There’s a lot of mystery around credit scores, how they are calculated, and what they can mean for a prospective home shopper.
First you should understand that there is no singular credit score that defines you. That means that the credit score you get from an online site that provides free credit reports to consumers once a year, is probably not the FICO score your lender is using to determine what type of loan they will ultimately offer.
Generally speaking, credit scores are a rating of your credit, which includes things like your payment history (aka do you pay your debts on time?), how much debt you have, how long you’ve been using credit, what types of credit you have (credit cards, retail accounts, other mortgage loans, etc.) and your newest credit.
A loan underwriter will also take into account your income, amount of money in reserve, your employment history, etc. Essentially the bank needs to feel confident that you can and will repay your loan every month on time.
It’s important to know the difference between a conventional home loan, an FHA loan, a VA loan, and jumbo loan. All of these loan types require different credit scores and have varied interest and payment options.
Working with a qualified, experienced mortgage broker is imperative to making sure you are getting the best loan option possible based on your credit score.
Speak With a Qualified Mortgage Expert
Doug Sheridan, Managing Director of REX Home Loans, has spent three decades working with clients from all different income levels and with all different credit scores.

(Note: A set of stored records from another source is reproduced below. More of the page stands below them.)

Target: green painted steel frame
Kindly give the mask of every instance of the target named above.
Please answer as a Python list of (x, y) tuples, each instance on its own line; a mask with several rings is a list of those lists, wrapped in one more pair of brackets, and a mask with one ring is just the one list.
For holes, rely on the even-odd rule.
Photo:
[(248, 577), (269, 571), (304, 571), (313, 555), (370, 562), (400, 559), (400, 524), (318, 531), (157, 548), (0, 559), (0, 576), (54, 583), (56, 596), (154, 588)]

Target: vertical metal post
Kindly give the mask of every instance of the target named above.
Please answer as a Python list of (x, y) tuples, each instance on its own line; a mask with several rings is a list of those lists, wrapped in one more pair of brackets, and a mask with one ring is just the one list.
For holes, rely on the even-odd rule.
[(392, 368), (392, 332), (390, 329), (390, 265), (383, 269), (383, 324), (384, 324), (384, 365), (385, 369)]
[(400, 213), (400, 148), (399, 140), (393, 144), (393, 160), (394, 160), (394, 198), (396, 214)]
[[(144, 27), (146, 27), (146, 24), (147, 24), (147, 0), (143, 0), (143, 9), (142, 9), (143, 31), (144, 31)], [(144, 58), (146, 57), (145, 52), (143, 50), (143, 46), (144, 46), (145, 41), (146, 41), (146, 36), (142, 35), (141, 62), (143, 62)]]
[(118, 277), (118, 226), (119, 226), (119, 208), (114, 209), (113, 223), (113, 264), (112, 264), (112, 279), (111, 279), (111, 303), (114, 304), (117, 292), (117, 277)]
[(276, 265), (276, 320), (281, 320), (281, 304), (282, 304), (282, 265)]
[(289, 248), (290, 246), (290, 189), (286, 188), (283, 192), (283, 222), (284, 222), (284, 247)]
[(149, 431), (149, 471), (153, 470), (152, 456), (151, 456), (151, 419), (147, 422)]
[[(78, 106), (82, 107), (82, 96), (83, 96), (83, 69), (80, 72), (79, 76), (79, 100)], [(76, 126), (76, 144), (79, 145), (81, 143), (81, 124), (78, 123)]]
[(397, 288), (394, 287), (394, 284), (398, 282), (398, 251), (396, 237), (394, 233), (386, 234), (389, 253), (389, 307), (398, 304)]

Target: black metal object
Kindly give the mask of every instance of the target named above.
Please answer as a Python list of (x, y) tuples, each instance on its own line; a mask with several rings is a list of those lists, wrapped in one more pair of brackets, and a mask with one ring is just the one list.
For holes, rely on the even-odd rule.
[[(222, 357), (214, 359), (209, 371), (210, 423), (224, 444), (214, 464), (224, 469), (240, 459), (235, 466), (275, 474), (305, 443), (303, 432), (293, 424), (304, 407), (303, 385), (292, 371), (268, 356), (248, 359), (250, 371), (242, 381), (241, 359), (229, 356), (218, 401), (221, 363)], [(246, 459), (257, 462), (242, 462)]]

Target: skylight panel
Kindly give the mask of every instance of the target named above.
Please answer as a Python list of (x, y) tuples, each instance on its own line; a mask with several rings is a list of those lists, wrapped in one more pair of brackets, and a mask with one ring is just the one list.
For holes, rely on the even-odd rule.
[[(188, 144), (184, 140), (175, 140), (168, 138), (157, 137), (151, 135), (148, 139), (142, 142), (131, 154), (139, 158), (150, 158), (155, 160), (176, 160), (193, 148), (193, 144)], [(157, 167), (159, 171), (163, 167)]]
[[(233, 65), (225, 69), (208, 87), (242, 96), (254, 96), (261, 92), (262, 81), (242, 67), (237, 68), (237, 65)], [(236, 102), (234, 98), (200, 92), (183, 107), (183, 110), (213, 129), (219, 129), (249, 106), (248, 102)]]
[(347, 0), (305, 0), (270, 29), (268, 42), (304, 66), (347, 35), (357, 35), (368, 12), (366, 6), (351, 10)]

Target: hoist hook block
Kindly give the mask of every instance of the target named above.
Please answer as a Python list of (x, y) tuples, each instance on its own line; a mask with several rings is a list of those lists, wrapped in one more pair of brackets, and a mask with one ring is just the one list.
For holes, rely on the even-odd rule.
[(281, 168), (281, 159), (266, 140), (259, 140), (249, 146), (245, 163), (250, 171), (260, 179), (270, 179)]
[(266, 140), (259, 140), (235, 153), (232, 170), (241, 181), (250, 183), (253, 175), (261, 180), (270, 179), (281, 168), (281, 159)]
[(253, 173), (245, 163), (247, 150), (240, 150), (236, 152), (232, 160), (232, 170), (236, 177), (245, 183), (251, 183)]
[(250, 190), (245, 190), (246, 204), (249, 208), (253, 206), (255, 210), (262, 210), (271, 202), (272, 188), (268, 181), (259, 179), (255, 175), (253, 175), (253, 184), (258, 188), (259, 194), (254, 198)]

“You have to work with someone you trust,” said Sheridan. “Every home buyer is unique and understanding how a certain loan will benefit them in both the short and the long term is important. It’s not a one-size-fits-all situation.”
It’s recommended that you check your credit report and score about a year before you plan to start looking to purchase a house.
That way, if there are any errors, you can get them corrected, and if your score is low, you can work to bring it up.
To bring your credit score up, you shouldn’t open a bunch of new accounts in hopes those will erase any bad ones you have—that tends to lower your score. And for your credit cards, make sure you continue to pay on time and use no more than 30 percent of your available credit (10 percent is ideal).
That might mean requesting an increase in credit limit. You can also contact any lenders where you were late on payments and see if they are willing to take your tardiness off the report or agree to remove your lack of payment if you pay the remaining debt off in one lump sum.